Will students use ChatGPT to cheat?
Possibly.
But a future where humans will give up the art of writing in favour of an AI-generated product is imagining a skewed scenario. In fact, apps are already being designed to foil the likes of ChatGPT. Open AI, the company behind ChatGPT has already released a free tool that is meant, ‘to distinguish between text written by human and text written by AI.’ It is also proposed that AI-generated text includes a watermark, indistinguishable to human eyes but readable by a machine.
Teachers across the world are observing ChatGPT with apprehension. They fear it will obstruct the cognitive abilities of students and set off a culture of plagiarism. A Princeton professor suggests redesigning exam questions to make it harder to answer using ChatGPT. For example, one can ask students to not just write a review of a book but to connect it to their own life experiences. The fact is ChatGPT can only reduce grunt work, no more.

Learning skills
Some educators believe it is better to embrace the tool rather than ban it. They want to consider ways in which this new technology will change the teaching-learning space.
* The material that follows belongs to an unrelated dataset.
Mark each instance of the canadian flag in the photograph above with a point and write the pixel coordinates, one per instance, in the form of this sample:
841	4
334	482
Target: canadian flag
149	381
Yes, ChatGPT given a prompt, will spit back an answer. But educators can show students how human emotion and intelligence matter more than auto-generated plausible answers. The focus should be on learning skills that ChatGPT is not good at. Classrooms need to be created that demonstrate that human capacity and growth manifests not by relying on machines but by using them to foster development.

The long view
ChatGPT can derive perks for educators, too. They can choose to reflect on, analyze and compare student versus technology responses. Why can ChatGPT not supplement teaching rather than hinder it? Why can it not be used to explore how student work differentiates from bot-produced results?
ChatGPT has invoked so much global response so quickly not due to its astonishing capability but because people are scared of what it can do. But we cannot blindfold ourselves and pretend ChatGPT is not happening or block technology we do not understand. We need to pause, consider its assets, and reap its benefits. ChatGPT will only serve to enhance education by making it more progressive, skill-based, creative, and transparent.
ChatGPT is not only here to stay, but it is the future of education.